PW4 could not explain why he never went looking for the accused in his home for the five (5) months period that the Appellant is said to have fled his home. It also appears that PW4 did not bother to do any investigations in this case. He said on cross-examination:

“I believed what the complainant told me. I do not know what you do for a living.”

The Appellant was said to own a bakery in the area where PW3 used to buy snacks (mandazi). PW4 should have investigated into this aspect because it is important and relevant to this case. Assuming that the Appellant fled from home, it was important to find out who was left operating his bakery or whether it was closed for that period? PW1 who said knew the Appellant well before the incident did not testify to the effect that the Appellant fled from home for several months.

The Appellant in his defence only gave an account of how he was arrested on 13/09/2009. He did not say where he was on the material night. The burden of proof is on the prosecution to prove the guilt of the accused. The Appellant has no obligation to fill in the gaps in the prosecution’s case. As such, he had no obligation to explain his whereabouts in the material night. He cannot be condemned for this omission as the trial magistrate tried to do in the judgment.

The magistrate found that recognition was positive. The court did not evaluate the evidence of the witnesses on identification. The source of light was not given in the case of PW1. The intensity of the light in the case of PW2 and PW3 was not described. Neither was the distance between PW3’s house and that of PW1. From the evidence of PW4, it appears that the name of the suspect was not given to him when the incident was reported. If it was, he would have arrested the Appellant or made an attempt by going to his home. The excuse PW4 gave for not visiting the home of the Appellant  for that long period is that nothing was stolen from PW1. This does not make sense where PW4 had a duty to arrest the suspects. Even as PW4 testified in court, he had no idea where the Appellant lived.

We find that the offence took place at night and the conditions were not conducive for positive identification. The trial court failed to inquire into the issue of positive identification.

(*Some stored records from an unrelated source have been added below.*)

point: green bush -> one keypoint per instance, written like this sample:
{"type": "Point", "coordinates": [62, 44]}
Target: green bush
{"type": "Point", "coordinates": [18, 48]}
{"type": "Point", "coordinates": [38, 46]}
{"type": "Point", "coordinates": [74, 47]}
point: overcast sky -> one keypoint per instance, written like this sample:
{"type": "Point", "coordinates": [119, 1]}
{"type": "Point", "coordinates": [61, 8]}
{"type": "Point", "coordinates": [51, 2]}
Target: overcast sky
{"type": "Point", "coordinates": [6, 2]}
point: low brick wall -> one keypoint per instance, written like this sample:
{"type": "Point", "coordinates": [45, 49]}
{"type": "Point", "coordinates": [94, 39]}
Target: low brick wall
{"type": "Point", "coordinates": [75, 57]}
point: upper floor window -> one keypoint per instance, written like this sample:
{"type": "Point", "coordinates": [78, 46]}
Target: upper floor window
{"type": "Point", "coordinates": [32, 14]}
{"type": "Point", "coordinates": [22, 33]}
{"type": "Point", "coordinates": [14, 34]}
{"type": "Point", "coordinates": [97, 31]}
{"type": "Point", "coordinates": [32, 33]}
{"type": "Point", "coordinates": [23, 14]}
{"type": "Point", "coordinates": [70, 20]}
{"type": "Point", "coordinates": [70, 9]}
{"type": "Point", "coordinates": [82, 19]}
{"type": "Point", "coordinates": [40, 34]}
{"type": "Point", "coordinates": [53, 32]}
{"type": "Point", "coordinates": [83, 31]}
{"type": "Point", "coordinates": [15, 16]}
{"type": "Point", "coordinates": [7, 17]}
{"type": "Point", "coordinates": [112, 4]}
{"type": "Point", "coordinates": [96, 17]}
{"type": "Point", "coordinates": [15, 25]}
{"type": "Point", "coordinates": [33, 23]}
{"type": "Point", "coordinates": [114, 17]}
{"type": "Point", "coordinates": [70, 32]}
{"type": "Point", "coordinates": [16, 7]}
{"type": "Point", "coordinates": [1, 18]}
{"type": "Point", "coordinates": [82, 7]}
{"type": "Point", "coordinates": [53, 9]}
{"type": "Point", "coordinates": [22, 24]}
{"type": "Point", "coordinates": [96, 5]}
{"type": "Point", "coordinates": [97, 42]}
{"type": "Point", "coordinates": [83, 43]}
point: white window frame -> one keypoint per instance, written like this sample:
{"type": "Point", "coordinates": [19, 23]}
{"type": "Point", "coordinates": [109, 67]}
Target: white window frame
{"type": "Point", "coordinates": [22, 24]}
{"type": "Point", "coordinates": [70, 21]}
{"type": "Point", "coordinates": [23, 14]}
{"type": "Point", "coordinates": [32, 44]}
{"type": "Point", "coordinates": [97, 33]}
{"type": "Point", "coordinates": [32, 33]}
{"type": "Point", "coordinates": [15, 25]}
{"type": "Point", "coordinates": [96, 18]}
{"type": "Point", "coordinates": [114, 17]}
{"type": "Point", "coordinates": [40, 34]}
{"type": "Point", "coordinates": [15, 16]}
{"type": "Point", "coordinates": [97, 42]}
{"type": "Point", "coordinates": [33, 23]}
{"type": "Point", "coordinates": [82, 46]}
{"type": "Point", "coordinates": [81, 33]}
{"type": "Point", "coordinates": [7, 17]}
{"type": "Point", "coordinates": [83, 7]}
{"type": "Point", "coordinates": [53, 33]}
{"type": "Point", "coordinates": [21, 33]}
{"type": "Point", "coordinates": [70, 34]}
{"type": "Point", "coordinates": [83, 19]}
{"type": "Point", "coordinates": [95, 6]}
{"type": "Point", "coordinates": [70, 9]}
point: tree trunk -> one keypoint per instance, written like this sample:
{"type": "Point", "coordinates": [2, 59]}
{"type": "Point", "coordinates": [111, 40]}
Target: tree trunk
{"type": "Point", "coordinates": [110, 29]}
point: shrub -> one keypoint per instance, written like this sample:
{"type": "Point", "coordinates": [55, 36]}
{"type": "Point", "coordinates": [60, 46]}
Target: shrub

The Appellant was charged with attempted robbery with violence. There was no evidence from PW1 that his assailants attempted to rob him of any property. The thugs broke into the house and entered while he was asleep. They did not disturb PW1 and his wife until they woke up on their own until PW1 confronted the two men, they had not attacked him. No evidence of demand of any property was adduced. In a case of “attempt”  there must be proof of an overt act which involved execution of part of the act in a crime. The complainant was injured in his struggle with the assailants. The injury alone and the fact that one of the assailants was armed does not make the offence one of attempted robbery with violence. Had the Appellant been properly identified, he ought to have been charged with a lesser offence of burglary contrary to section 304 of the Penal Code. The evidence on record does not disclose an offence under section 297 (1) of the Penal Code.

We find that the prosecution failed to prove the ingredients of the offence of attempted robbery with violence against the Appellant. We quash the conviction and set aside the sentence. The Appellant is set at liberty unless otherwise lawfully held.

D. A. ONYANCHAF. N. MUCHEMI

JUDGEJUDGE

Judgment delivered this 26th  day of october  2011 in the presence of the Appellant and the state counsel Mr. Okeyo.